Comentario al evangelio del Jueves 20 de Junio del 2013
Al asunto de la oración se le ha dado muchas vueltas en la Iglesia. En el pasado y hoy ha habido
siempre maestros de oración que han explicado en cursos y muchos libros el arte y la técnica para orar.
Para muchos cristianos orar se convierte a veces en una empresa difícil y complicada. Que si me
distraigo. Que si no sé meditar. Que si el tiempo se me hace larguísimo. Que cuánto tiempo tengo que
dedicar a la oración. Algunos asimilan la oración a una especie de gasolinera. Al orar se supone que se
cargan de energía para luego poder aguantar los vaivenes de la vida.
Jesús soluciona el problema de otra manera. Y hace de la oración una cuestión mucho más sencilla.

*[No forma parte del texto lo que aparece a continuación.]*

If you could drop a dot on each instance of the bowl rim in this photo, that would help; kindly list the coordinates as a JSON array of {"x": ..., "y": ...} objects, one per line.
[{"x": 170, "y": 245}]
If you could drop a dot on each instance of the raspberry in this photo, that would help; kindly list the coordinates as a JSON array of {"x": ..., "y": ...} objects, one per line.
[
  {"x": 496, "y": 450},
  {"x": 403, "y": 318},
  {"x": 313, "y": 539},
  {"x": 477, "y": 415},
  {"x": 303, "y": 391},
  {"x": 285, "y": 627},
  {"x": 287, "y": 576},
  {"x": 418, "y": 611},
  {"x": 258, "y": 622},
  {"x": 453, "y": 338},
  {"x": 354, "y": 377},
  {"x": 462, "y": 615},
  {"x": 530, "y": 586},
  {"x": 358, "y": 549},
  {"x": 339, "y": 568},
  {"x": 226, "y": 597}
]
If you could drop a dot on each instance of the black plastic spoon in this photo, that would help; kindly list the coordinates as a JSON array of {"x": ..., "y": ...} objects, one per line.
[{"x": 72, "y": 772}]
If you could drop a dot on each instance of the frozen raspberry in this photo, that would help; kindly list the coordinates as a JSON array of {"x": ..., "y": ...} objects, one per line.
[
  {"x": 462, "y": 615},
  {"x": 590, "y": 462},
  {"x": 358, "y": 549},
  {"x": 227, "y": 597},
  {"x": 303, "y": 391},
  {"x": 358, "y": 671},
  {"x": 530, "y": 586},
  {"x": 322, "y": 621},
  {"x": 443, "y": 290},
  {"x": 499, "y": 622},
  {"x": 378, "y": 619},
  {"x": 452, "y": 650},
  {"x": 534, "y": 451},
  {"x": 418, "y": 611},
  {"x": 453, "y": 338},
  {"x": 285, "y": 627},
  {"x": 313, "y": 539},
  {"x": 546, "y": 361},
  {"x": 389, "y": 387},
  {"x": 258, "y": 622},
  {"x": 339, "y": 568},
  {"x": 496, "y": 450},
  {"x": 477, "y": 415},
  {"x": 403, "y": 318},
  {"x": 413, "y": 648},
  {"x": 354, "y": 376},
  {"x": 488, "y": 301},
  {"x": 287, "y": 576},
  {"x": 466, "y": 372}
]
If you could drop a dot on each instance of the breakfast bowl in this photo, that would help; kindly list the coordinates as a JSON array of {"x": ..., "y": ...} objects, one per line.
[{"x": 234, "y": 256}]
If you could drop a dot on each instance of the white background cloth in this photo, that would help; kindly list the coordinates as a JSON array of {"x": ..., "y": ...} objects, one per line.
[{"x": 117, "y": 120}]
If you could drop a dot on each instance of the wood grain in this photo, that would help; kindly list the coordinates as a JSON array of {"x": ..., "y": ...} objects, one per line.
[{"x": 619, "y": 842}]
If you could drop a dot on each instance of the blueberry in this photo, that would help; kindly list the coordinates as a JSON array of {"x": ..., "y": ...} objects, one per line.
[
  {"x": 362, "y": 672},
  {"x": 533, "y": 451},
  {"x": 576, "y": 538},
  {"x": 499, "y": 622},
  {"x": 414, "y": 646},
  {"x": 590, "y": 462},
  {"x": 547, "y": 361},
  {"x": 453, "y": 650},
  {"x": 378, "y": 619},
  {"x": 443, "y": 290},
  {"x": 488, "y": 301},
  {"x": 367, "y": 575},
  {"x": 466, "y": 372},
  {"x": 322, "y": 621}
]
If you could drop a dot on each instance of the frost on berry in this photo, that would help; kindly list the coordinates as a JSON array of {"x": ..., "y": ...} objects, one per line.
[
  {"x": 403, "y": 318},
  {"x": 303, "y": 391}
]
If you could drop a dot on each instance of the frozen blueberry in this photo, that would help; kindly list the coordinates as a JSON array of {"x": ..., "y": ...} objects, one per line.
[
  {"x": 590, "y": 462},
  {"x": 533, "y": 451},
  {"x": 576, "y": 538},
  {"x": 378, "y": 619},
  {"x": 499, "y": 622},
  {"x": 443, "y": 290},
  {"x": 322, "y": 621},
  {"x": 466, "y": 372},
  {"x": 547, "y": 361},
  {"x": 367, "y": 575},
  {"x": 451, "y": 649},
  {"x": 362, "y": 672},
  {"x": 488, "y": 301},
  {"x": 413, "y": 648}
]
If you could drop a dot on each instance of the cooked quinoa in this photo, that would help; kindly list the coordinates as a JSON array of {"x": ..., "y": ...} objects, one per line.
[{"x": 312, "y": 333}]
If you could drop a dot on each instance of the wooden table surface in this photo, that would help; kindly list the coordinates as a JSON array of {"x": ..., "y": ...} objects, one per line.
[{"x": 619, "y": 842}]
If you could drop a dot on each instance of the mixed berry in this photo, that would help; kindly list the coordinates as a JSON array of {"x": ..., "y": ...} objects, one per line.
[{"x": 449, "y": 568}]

No se trata de usar muchas palabras (casi por extensión podríamos decir que tampoco de estar muchas
horas). Que no por hablar mucho nos van a hacer más caso. Dios ya sabe de nosotros más que nosotros
mismos. Y tampoco se trata de pensar que todo nos lo va a hacer Dios y que la oración es una especie
de cupón de compra de favores (más tiempo más cupones o puntos a nuestra disposición). Hay que
recordar siempre que el gran don que Dios nos ha hecho ha sido la libertad y la capacidad de hacernos
responsables de nuestras decisiones.
Todo esto se concreta en una oración muy sencilla: el padrenuestro. Apenas en unas pocas palabras
y menos segundos y yá está dicho todo lo que hay que decir: reconocer a Dios como padre, pedirle que
venga su reino, prometerle que vamos a perdonar y pedirle que nos libre del mal. Y no es necesario
decir más.
Lo que es necesario es ponerlo en práctica. Hay que recordar que nuestra vida cristiana no se juega
en las horas silenciosas de oración o de capilla sino en la calle, en el trabajo, en la relación, en la lucha
por la justicia, en la construcción de la fraternidad, en la cercanía con los marginados. La gracia y el
amor de Dios ya están con nosotros. Ya tenemos la cartilla rellena de puntos. Ya tenemos el perdón
concedido. Basta con un momento para tomar conciencia de ello y luego... a la calle, a vivirlo. Porque
la mejor alabanza que puede recibir Dios es el amor mutuo entre sus hijos. O, como decía san Ireneo ya
en el siglo segundo, “la gloria de Dios consiste en que el hombre viva”.